What even is it?
Investing is letting someone else use your money (capital) now with the expectation that you will receive more later.
This is through a bond, which is a loan the pays interest.
Using your money to buy real estate which can then be rented out.
Also using your money to buy shares of a business allows the business to raise money and then they pay back shareholders a portion of their earnings.
Interest in an insured savings account is low volatility low reward.
Buying company stock is a higher volatility but higher reward sort of investing.
Investing is giving up something now, for the (expected) bigger return later.
Going to college is an investment. You give up money, and time, but the jobs you can get later are much better than what you can get with a HS degree.
Exercising is an investment. You give up time now, for health later.
Watching that movie you hate with your SO, because they like, it is an investment.
Getting a CD from the bank is an investment. Instead of leaving your money in a savings account, you agree with the bank that you won't use the money for a period of time (6-months, 5-years, etc), and they agree to give you your money when the time period is over, PLUS INTEREST.
Bonds work the same way except you get interest payments over time.
Stocks, are like little slices of a company. Imagine your friend wanted a partner to open a lemonade stand. He has a great location picked out. Sign designed. A good recipe for the product, not too sweet, not too tart. But he needs $50 to get started. You agree to front him the money, and he's to pay you back half his profit. Maybe his profit is really good and he pays you back $100. Maybe it's a bad year, and he can only give you $10. But maybe that's only the first year, and he can give you $20 the second year, and $25 the third year. etc.

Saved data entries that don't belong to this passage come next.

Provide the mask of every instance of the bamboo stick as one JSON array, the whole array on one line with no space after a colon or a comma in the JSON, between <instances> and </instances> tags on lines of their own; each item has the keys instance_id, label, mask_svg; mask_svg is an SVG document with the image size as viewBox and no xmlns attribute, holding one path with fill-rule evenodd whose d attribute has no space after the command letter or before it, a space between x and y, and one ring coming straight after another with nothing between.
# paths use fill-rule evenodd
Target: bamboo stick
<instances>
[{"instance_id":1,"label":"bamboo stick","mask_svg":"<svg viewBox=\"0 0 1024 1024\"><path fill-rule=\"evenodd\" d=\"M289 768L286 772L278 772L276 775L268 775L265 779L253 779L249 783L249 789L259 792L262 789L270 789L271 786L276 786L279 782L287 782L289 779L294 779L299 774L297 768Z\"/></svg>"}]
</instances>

That first disappointing year is like 2008. A lot of people freaked out when they only got $10 bucks back the first year. and said, "screw it, I'm out." and sold their half of the profits away to somebody else. And since everyone was selling the price when down. For the lemonade stand, it would be like selling your share of the profits for 30 bucks so you at least got something. But those that stuck around (or bought in) got paid more, and more, and more each year. Eventually sales recovered. Imaging getting paid $20-$30 per year, for ever, for an initial investment of $50? Sounds pretty awesome. And as the companies do better, those returns increase, but can also decrease if they do worse. Now of course realistic returns are smaller in the 5-10% range per year. Today the Market is at an all time high.
Stocks are like your lemonade stand, except of you and a partner splitting the money, there are a Million shares out there, and people are trading them back and forth all the time. and there are a thousands of companies. It's all the same, just bigger.